The complexity of linguistic norms 

Monday 16 January 2023, 12:30 pm
M.S. van der Meulen MA
prof. dr. N. van der Sijs, prof. dr. H. de Hoop
Faculty of Arts

Dutch language constructions like groter als and hele mooie auto may seem wrong, but are they really? As Marten van der Meulen’s PhD research reveals, twentieth-century Dutch grammar books show considerable variation in the evaluation of language issues. What’s wrong to one person is right to another. Linguistic issues can also develop differently, with language experts become stricter or more relaxed over time. These books appear to have a more complex relationship with actual language use than is often assumed. Statements like ‘this is becoming commonplace’ and ‘this is normal in everyday language’ tend to miss the mark. However, one case study on language rules and their application in Dutch parliamentary reports point to a link between language use and language rules.
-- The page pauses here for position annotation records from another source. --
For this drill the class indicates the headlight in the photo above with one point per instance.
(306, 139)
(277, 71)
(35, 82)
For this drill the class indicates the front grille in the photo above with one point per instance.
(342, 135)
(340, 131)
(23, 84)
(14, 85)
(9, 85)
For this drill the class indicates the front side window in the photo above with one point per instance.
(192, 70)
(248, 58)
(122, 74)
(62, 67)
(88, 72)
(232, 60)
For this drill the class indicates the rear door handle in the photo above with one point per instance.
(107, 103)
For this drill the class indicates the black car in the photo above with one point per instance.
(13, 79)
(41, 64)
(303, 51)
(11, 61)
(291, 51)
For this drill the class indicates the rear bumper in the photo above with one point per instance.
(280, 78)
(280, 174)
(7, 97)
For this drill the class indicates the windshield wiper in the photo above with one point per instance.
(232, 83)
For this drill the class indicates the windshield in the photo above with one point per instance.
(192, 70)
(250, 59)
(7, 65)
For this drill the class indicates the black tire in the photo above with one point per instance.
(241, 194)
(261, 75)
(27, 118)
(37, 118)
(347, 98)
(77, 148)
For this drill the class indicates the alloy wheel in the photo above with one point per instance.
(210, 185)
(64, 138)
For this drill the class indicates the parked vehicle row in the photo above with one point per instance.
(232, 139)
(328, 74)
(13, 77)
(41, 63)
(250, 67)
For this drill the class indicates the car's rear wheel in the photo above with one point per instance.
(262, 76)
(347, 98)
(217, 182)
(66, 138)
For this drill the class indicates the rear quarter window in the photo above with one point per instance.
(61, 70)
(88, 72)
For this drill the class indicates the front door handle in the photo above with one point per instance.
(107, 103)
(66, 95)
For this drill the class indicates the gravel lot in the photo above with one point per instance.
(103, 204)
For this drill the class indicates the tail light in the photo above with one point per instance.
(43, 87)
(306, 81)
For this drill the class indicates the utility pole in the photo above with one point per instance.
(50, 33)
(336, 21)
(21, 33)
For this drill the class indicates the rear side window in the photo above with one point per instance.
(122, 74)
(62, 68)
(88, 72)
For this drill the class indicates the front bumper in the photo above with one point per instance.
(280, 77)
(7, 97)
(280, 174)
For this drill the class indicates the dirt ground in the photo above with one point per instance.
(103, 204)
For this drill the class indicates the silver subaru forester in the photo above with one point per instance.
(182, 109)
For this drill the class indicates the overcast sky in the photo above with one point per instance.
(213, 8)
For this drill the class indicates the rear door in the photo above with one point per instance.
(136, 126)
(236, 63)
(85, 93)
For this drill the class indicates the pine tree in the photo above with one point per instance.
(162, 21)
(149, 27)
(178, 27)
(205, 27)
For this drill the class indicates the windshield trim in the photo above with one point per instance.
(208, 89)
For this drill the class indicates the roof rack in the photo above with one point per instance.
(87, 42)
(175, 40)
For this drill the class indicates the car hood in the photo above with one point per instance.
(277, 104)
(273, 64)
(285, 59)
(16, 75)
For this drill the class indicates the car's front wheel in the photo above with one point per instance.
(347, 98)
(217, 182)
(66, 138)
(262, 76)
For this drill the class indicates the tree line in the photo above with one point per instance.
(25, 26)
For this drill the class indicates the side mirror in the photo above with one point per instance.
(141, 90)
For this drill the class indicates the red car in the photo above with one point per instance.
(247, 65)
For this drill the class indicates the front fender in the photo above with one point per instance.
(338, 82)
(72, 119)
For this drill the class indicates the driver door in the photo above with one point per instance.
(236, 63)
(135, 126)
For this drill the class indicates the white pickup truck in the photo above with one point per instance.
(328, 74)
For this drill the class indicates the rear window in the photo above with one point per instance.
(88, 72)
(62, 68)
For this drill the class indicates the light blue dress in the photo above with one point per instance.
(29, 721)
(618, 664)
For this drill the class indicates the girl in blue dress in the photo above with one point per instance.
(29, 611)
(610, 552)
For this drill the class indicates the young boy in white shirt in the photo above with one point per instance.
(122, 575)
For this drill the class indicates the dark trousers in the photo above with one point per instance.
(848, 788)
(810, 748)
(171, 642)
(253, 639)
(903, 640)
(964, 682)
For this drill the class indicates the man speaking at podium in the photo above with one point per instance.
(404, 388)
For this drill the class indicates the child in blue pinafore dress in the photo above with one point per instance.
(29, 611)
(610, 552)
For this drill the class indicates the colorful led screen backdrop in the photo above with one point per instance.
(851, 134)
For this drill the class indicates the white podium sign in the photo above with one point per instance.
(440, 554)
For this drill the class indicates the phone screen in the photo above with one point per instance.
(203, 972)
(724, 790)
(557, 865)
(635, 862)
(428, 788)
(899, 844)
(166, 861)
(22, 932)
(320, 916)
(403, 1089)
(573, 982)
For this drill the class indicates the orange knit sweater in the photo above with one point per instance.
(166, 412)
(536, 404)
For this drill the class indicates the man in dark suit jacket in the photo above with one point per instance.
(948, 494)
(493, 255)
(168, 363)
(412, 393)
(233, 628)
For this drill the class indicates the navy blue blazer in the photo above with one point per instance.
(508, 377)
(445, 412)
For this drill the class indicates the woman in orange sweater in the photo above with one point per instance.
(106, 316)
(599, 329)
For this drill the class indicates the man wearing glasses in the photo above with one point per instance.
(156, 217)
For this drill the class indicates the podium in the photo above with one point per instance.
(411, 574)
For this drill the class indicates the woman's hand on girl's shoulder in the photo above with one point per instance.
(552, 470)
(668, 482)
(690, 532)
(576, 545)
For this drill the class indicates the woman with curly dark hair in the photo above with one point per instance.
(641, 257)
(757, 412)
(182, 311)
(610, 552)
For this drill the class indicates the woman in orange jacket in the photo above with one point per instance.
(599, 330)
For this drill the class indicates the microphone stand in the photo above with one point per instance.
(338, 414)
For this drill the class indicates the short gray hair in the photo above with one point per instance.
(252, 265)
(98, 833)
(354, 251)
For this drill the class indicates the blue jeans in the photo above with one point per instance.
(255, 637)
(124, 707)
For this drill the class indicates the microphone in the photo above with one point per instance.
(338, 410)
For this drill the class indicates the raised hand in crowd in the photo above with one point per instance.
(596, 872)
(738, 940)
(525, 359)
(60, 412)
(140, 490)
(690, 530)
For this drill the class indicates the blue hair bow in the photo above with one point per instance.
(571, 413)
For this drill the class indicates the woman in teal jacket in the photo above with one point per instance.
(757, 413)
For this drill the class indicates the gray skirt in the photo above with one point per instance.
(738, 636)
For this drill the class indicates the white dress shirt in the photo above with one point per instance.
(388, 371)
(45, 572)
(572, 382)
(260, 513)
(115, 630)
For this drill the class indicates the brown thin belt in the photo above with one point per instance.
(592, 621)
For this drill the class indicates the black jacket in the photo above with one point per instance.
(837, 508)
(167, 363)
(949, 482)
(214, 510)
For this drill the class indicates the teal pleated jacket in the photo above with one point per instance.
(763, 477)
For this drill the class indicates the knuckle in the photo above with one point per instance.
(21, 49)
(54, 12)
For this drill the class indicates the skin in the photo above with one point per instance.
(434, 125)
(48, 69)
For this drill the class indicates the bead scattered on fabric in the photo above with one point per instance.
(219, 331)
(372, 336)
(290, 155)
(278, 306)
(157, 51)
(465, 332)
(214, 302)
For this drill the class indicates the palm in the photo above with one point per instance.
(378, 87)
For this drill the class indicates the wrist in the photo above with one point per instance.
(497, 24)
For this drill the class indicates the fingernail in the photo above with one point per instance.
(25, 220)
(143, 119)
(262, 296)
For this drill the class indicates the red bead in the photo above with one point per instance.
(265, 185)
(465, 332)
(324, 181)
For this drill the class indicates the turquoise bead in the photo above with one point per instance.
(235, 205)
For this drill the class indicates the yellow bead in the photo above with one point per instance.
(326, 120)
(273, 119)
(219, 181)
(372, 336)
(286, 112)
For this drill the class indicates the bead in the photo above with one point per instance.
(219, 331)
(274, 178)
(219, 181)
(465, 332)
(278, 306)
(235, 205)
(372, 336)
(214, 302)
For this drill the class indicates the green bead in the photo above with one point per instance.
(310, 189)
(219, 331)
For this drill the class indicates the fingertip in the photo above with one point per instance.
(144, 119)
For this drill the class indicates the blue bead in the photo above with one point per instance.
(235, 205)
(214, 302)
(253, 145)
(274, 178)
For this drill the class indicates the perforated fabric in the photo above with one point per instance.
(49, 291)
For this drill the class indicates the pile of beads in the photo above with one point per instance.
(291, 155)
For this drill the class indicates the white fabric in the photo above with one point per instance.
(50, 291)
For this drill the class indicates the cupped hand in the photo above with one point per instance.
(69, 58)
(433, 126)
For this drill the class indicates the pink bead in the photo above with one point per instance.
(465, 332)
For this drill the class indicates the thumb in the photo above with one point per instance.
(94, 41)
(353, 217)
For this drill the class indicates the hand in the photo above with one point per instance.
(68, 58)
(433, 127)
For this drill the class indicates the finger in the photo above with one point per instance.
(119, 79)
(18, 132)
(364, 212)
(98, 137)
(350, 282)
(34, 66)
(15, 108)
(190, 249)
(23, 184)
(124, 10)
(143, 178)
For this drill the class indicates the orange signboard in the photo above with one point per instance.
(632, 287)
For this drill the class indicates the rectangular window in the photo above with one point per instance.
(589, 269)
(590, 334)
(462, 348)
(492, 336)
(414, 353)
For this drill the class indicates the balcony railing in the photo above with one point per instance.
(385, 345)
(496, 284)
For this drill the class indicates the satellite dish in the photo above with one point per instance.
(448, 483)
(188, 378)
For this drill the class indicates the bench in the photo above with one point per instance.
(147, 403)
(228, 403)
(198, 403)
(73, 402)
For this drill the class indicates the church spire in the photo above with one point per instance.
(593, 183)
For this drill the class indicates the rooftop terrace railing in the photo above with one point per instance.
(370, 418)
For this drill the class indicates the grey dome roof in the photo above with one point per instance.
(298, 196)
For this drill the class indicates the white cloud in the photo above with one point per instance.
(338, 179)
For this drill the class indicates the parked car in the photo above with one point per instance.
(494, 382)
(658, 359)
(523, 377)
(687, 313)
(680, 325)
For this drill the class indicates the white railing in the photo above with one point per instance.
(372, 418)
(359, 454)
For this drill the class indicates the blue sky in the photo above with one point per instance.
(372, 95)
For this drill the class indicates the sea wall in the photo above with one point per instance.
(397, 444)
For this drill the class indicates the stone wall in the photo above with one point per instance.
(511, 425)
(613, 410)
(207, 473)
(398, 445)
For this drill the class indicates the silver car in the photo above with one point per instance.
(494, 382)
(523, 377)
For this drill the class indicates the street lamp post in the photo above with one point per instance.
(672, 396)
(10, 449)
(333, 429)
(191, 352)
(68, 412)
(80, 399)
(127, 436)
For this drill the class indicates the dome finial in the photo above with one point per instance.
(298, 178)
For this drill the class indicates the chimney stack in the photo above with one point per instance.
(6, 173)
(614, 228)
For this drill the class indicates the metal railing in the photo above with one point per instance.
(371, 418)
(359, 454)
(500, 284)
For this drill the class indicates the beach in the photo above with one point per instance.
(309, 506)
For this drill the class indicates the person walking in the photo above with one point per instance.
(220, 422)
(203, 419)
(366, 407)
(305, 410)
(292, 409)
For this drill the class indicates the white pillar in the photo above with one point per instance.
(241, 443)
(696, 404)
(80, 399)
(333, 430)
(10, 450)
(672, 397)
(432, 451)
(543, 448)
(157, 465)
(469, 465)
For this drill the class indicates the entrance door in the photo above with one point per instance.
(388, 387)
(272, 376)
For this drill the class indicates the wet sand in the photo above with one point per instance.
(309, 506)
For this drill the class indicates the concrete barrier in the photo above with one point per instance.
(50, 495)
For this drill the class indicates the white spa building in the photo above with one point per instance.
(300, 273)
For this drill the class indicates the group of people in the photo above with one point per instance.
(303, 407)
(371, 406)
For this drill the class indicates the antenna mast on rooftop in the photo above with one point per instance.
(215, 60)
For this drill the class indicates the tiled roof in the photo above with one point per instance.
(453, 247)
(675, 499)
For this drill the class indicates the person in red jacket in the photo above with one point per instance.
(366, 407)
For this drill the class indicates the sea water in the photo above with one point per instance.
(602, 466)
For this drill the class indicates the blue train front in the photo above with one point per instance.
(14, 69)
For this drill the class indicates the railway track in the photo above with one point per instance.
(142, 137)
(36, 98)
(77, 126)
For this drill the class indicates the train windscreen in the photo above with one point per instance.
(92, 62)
Attitude also plays a complicated role in this, which makes this dissertation an important starting point for re-evaluating the complex interplay between language norms, language use and language attitude.  

Marten van der Meulen (The Hague, 1985) studied English and linguistics at Leiden University and the University of Sydney. During his PhD at Radboud University he wrote several popular scientific books about language. He is currently employed as knowledge coordinator at Radboud University and as policy advisor at the Taalunie.